More than half of the Chinese-owned companies in Europe are making a profit, according to the report while, by contrast, more than 80 percent of the European businesses in China are making a profit.

The difference probably reflects the worsening economic situation in Europe, Zhang said.

Zhang said that Chinese companies have intensified their cross-border merger and acquisition activity in Europe, targeting knowledge-intensive and high-tech manufacturing and services companies in West and North Europe.

Trade investigations have, in a way, propelled Chinese investment in Europe. Putting money directly into companies doing business there helps Chinese companies avoid tariff barriers, said Zhang.

Although China's potential future overseas investment is generally estimated to be very high, so far the country has only supplied a small part of the European Union's inward foreign direct investment.

The cumulative share of China in the EU's inward FDI stock from non-EU member countries was less than 0.4 percent in 2011.

"This extremely low percentage should certainly assuage the fears expressed by some politicians and media about the spreading influence of China in the European market and industries," the investment report said.

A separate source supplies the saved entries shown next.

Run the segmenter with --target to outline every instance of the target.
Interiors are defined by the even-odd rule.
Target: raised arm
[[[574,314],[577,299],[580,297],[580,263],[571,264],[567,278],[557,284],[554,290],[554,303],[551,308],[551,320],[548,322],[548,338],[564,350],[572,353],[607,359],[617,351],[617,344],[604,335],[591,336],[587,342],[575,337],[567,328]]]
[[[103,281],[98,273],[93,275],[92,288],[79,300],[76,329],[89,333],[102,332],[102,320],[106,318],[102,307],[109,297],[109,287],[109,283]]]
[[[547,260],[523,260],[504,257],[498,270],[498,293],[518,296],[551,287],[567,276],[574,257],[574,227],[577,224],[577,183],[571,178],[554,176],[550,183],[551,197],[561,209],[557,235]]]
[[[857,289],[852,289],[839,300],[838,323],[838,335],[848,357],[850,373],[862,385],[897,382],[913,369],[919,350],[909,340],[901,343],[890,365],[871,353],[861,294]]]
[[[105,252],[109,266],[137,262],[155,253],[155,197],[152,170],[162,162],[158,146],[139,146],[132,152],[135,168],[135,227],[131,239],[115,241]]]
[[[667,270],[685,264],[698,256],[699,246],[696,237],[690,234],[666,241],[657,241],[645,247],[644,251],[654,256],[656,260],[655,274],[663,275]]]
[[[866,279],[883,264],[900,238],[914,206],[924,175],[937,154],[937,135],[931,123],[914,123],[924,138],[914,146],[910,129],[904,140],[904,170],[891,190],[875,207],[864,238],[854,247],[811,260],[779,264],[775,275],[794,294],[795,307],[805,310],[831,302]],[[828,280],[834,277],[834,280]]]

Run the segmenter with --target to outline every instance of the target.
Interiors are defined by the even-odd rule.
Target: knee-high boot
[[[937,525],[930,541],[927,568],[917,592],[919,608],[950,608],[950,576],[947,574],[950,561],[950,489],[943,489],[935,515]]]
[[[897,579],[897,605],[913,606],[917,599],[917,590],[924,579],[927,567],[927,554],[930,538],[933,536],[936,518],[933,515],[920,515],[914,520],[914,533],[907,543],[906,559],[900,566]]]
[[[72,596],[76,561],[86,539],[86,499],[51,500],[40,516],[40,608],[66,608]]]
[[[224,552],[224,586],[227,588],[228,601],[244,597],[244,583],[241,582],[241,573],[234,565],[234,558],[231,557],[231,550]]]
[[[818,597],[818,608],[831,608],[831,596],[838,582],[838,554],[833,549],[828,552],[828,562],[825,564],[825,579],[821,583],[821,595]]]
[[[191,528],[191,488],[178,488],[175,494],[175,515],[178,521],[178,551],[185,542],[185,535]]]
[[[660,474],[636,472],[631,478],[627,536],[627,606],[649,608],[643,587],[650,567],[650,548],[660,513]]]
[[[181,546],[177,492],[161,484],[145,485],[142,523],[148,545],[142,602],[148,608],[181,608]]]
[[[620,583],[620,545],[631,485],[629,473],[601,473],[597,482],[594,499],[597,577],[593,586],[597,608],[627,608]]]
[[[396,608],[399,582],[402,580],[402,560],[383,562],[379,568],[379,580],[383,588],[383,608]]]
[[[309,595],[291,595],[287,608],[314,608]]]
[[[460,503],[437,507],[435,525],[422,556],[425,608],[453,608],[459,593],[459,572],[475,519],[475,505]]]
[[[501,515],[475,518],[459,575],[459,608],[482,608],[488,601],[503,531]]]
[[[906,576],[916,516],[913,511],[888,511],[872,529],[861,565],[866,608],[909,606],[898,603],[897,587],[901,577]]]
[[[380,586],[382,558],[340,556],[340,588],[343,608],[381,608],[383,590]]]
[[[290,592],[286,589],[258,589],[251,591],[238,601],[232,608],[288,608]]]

Paul De Grauwe, former economic adviser to the European Commission president, said the rapid increase of China's investment in Europe has reflected the impact of the country's economic restructuring, which focuses on domestic consumption.

De Grauwe, now a professor at the London School of Economics and Political Science, said that to satisfy its middle class, China will import more agricultural products and luxury goods from Europe.

To make the partnership more efficient, De Grauwe said: "Chinese businesses have chosen to directly invest in those European enterprises and this will continue."